1) sort the input descending so header remains at top.
2) initialize PreviousKey to something that will never match
3) for each line: (note, writes are without \n unless explicitly stated)
     - if 1st line than write line
     - else if key = previousKey write nonKey data
     - else write \n + entire line
4) terminate the last line with \n

This can be done easily with VBScript or JScript or PowerShell.
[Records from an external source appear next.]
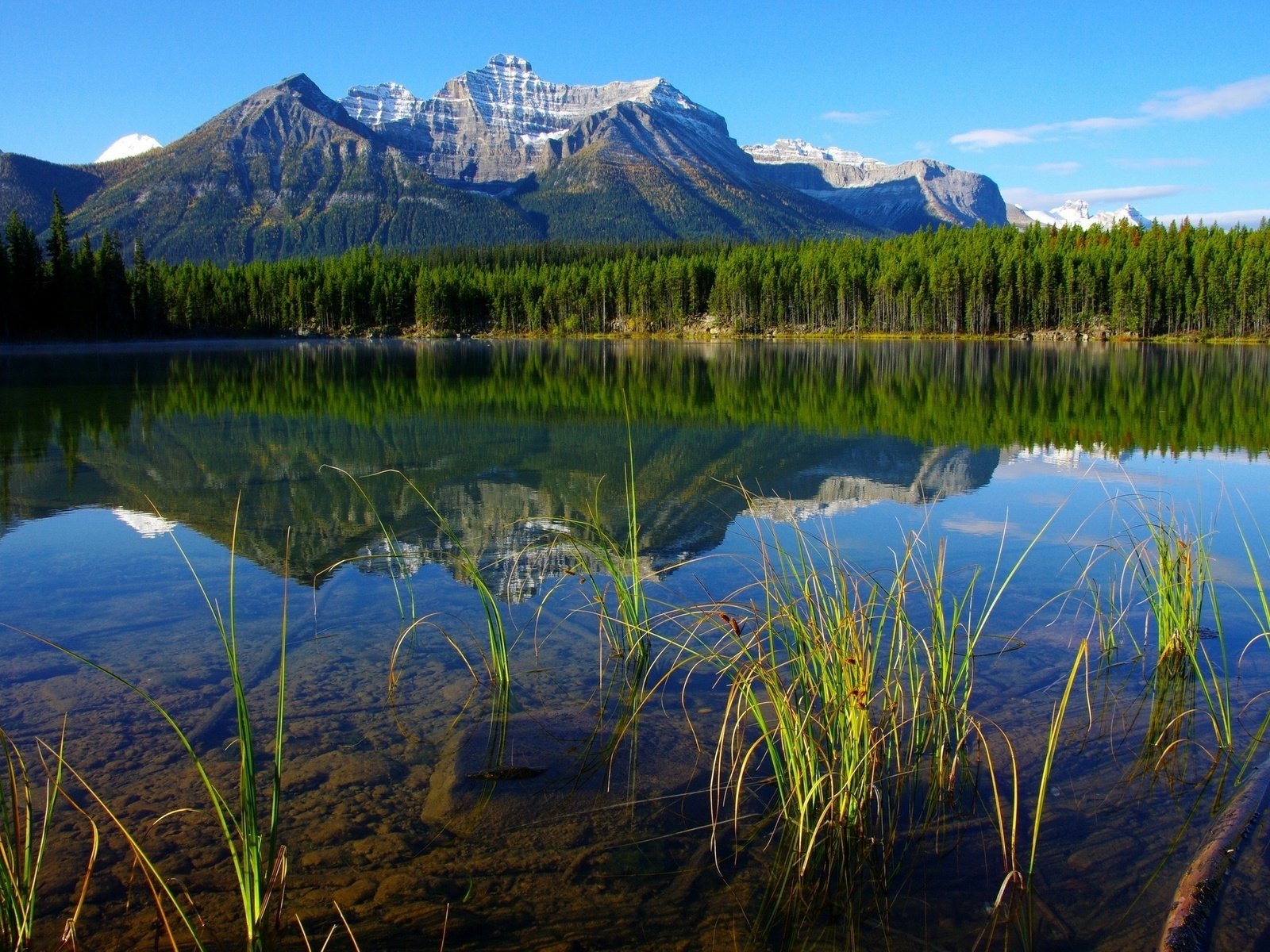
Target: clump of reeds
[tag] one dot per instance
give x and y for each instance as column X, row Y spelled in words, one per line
column 468, row 566
column 1174, row 571
column 248, row 823
column 25, row 831
column 850, row 702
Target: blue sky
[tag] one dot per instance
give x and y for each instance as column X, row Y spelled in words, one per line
column 1162, row 105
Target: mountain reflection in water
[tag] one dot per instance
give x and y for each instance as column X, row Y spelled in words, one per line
column 105, row 455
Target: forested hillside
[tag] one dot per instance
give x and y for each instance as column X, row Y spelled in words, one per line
column 1149, row 282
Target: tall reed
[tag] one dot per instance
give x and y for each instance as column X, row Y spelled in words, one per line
column 25, row 831
column 249, row 827
column 468, row 566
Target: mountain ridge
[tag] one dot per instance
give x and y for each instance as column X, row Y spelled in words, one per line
column 497, row 155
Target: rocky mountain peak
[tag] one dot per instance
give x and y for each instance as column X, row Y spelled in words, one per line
column 498, row 124
column 797, row 150
column 1076, row 211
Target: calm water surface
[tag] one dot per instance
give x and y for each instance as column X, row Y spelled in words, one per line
column 120, row 463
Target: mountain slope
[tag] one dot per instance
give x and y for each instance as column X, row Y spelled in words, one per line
column 27, row 187
column 499, row 155
column 902, row 197
column 635, row 171
column 286, row 171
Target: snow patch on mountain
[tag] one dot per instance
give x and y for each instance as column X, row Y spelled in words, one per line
column 507, row 94
column 797, row 150
column 1075, row 211
column 125, row 146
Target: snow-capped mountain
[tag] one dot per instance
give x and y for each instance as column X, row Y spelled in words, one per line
column 499, row 124
column 1077, row 213
column 497, row 155
column 795, row 150
column 125, row 146
column 901, row 197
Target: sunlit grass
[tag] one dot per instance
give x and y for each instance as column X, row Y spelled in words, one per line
column 25, row 838
column 249, row 827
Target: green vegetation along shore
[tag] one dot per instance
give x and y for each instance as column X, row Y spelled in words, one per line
column 1191, row 282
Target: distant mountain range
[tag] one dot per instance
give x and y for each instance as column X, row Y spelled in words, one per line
column 498, row 155
column 1077, row 213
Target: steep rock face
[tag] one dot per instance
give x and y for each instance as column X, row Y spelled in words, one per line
column 285, row 171
column 901, row 197
column 639, row 171
column 502, row 122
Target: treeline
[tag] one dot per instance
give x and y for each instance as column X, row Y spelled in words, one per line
column 1153, row 282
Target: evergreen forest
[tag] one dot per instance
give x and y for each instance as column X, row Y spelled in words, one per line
column 1185, row 281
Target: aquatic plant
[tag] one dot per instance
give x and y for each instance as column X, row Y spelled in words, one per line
column 249, row 827
column 23, row 842
column 468, row 568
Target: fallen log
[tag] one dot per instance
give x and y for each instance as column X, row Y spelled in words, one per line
column 1187, row 927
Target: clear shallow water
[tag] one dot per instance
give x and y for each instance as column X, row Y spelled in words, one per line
column 859, row 444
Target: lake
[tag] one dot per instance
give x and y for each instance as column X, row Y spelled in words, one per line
column 371, row 492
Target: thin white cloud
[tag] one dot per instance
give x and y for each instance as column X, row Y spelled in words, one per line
column 1134, row 194
column 1159, row 163
column 854, row 118
column 978, row 140
column 1191, row 105
column 1176, row 106
column 1250, row 217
Or you could use batch coupled with JREPL.BAT (http://www.dostips.com/forum/viewtopic.php?f=3&t=6044)
Code: [Select]
@echo off
sort /r %1 /o %1
call jrepl "^((?:.*?\|){3})(.*)" "output.Write($1==prev?$2:(prev?'\r\n':'')+$0);prev=$1;false;" /jmatch /jbeg "var prev" /f %1 /o -
echo(>>%1

I suppose it could be done with pure batch, but I would worry about performance, as well as the potential for lines to exceed the max batch string length of ~8191 bytes.
Title: Re: Update CSV files
Post by: Salmon Trout on December 05, 2014, 10:26:24 AM
Thanks, dbenham! I was inclining towards VBScript, because of the Dictionary Object but you have ridden to the rescue!